Papers
Topics
Authors
Recent
Gemini 2.5 Flash
Gemini 2.5 Flash
41 tokens/sec
GPT-4o
59 tokens/sec
Gemini 2.5 Pro Pro
41 tokens/sec
o3 Pro
7 tokens/sec
GPT-4.1 Pro
50 tokens/sec
DeepSeek R1 via Azure Pro
28 tokens/sec
2000 character limit reached

GPT-4V with Emotion: A Zero-shot Benchmark for Generalized Emotion Recognition (2312.04293v3)

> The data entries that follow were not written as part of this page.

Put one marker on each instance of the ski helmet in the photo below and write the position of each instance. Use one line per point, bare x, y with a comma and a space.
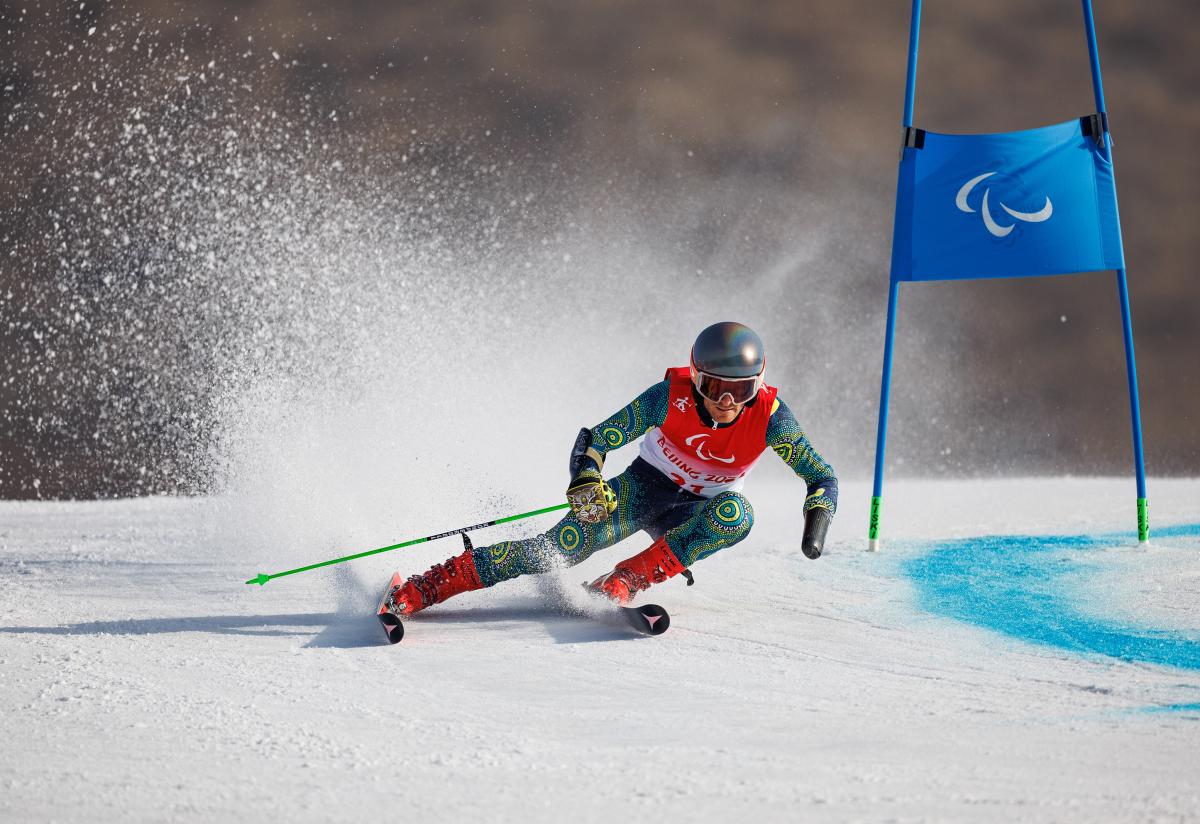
727, 359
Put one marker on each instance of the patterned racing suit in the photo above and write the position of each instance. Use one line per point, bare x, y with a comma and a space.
663, 494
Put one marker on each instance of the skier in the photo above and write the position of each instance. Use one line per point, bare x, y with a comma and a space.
706, 426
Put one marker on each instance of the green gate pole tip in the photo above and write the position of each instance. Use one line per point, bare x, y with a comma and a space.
873, 530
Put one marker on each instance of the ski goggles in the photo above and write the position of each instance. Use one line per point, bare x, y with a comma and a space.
714, 388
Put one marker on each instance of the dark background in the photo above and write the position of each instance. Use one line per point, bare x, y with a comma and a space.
699, 113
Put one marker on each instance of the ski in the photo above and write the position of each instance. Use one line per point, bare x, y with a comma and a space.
391, 625
649, 619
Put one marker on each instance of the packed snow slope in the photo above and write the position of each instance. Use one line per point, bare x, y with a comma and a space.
1012, 654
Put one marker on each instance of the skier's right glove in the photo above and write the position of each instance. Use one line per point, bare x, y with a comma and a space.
592, 500
816, 524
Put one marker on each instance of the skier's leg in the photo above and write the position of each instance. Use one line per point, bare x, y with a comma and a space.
567, 543
719, 522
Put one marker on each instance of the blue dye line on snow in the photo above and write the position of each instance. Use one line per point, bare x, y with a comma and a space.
1186, 709
1023, 585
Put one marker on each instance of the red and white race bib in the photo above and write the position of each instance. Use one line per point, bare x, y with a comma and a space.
701, 458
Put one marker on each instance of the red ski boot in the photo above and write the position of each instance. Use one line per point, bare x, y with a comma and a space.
443, 581
633, 575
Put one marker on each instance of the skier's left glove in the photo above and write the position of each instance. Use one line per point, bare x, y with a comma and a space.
592, 500
816, 524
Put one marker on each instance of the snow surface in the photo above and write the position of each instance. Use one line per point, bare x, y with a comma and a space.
142, 680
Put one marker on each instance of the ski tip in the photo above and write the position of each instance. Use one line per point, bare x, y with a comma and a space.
649, 618
393, 627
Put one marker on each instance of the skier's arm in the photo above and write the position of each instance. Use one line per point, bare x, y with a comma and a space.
647, 410
789, 441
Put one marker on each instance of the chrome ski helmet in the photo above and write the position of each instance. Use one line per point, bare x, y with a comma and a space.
727, 359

Published 7 Dec 2023 in cs.CV and cs.MM

Abstract: Recently, GPT-4 with Vision (GPT-4V) has demonstrated remarkable visual capabilities across various tasks, but its performance in emotion recognition has not been fully evaluated. To bridge this gap, we present the quantitative evaluation results of GPT-4V on 21 benchmark datasets covering 6 tasks: visual sentiment analysis, tweet sentiment analysis, micro-expression recognition, facial emotion recognition, dynamic facial emotion recognition, and multimodal emotion recognition. This paper collectively refers to these tasks as ``Generalized Emotion Recognition (GER)''. Through experimental analysis, we observe that GPT-4V exhibits strong visual understanding capabilities in GER tasks. Meanwhile, GPT-4V shows the ability to integrate multimodal clues and exploit temporal information, which is also critical for emotion recognition. However, it's worth noting that GPT-4V is primarily designed for general domains and cannot recognize micro-expressions that require specialized knowledge. To the best of our knowledge, this paper provides the first quantitative assessment of GPT-4V for GER tasks. We have open-sourced the code and encourage subsequent researchers to broaden the evaluation scope by including more tasks and datasets. Our code and evaluation results are available at: https://github.com/zeroQiaoba/gpt4v-emotion.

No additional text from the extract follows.